A startling accurate perspective January 29, 2001 Roger E. Herman (Greensboro, NC USA) 5 out of 9 found this review helpful
I admit it. I approached this book with a degree of skepticism. As a futurist, I'm interested in reading what others say about trends, but this one didn't strike me as worth more than a skim.Whoa! What a surprise! I started underlining on the second page-of the introduction! This book delivers a fascinating look at youth culture and relates that culture-and its implications-to our future. It's an enjoyable read, exploring a wide range of aspects of the culture of today's youth, our future employees and leaders. I gained a great deal of insight into the Millennial Generation, and I've been studying them for a while myself. Every once in a while, I shook my head in bewilderment or struggled to get a connection, but that was seldom. As I moved from page to page, I had a recurring urge to discuss parts with my 14-year old step-daughter. Her response to my amazement and learning would probably be something like, "Duh. Don't you know this? Don't you get it?" Don't get me wrong; Samantha is not like all the different types of kids described in the book. But, she fits where she wants to fit in the picture . . . which is part of the picture. The author is himself a card-carrying member of Generation X. This perspective is manifested in his writing, both in style and language and topic. I felt like I was getting a private interview to gain a deeper understanding of the teens and twenty-somethings. While I won't admit to being comfortable with all that I read, I do confess to having learned something. Actually, a lot of somethings. Now with a greater appreciation of today's youth, their culture, and their perspective on the future, I feel more secure in what will come in the years ahead. Screenagers, Rushkoff's moniker for the generation he presents to us, is a valid and worthwhile study. Page after page delivers food for thought and consideration. Are you ready for the future? To know the future? We're surrounded by the future-and its movers and shakers-today. Better get to know these folks, how they think, what they expect, and where they're going. Now that I've written my review, I'll give the book to my 14-year old, already a voracious reader. I wonder what she'll have to say about this evaluation and study of her generation. My guess is that she'll agree. . . and then go on to tell me more. What an intriguing discussion this will be . . . .

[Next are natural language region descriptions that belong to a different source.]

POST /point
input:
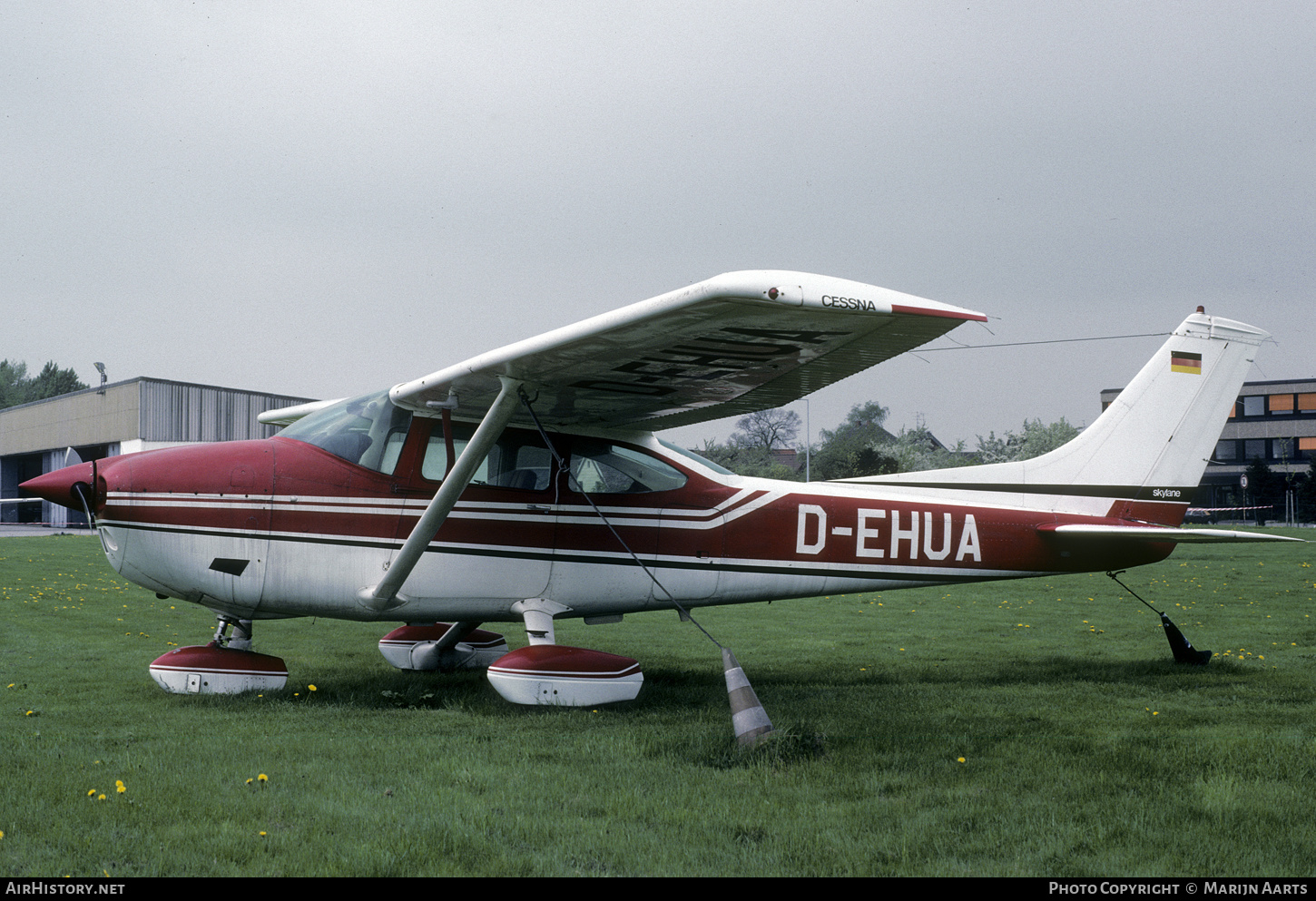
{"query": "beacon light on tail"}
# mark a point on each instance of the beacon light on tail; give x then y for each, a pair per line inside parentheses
(442, 502)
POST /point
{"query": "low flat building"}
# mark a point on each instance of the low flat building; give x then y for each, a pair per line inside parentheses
(123, 417)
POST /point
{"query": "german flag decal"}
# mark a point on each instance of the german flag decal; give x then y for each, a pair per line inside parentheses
(1184, 362)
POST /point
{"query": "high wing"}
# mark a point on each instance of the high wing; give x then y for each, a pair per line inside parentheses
(734, 344)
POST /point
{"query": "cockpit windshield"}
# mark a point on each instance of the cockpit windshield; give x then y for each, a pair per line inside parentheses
(365, 430)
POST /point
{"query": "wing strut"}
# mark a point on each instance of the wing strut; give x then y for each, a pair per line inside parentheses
(385, 594)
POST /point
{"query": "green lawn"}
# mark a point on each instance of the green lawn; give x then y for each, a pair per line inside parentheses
(1026, 728)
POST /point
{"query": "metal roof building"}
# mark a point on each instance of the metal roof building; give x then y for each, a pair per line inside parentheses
(117, 418)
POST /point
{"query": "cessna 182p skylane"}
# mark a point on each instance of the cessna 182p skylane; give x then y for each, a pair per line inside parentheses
(525, 485)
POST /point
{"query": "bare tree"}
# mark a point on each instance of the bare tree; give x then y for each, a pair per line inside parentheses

In pure Rushkoff fashion... This book is fantastic July 18, 2000 Daniel Zuccarelli (Mount Laurel, New Jersey USA) 1 out of 4 found this review helpful
When it comes to new media, no one does it better than Rushkoff. This book, "Media Virus", and especially "Coercion"... all books shed excellent light on the information age.. and not just the doom and gloom or bubblegum optimism we usually get thrown at us. Rushkoff takes everything apart, explains it all in realistic ways, then puts it all back together for us. Like Coercion, this book should be on the required reading lists of every worthwhile college in the country. I am better prepared to handle the world and my job (computers) for having read this book.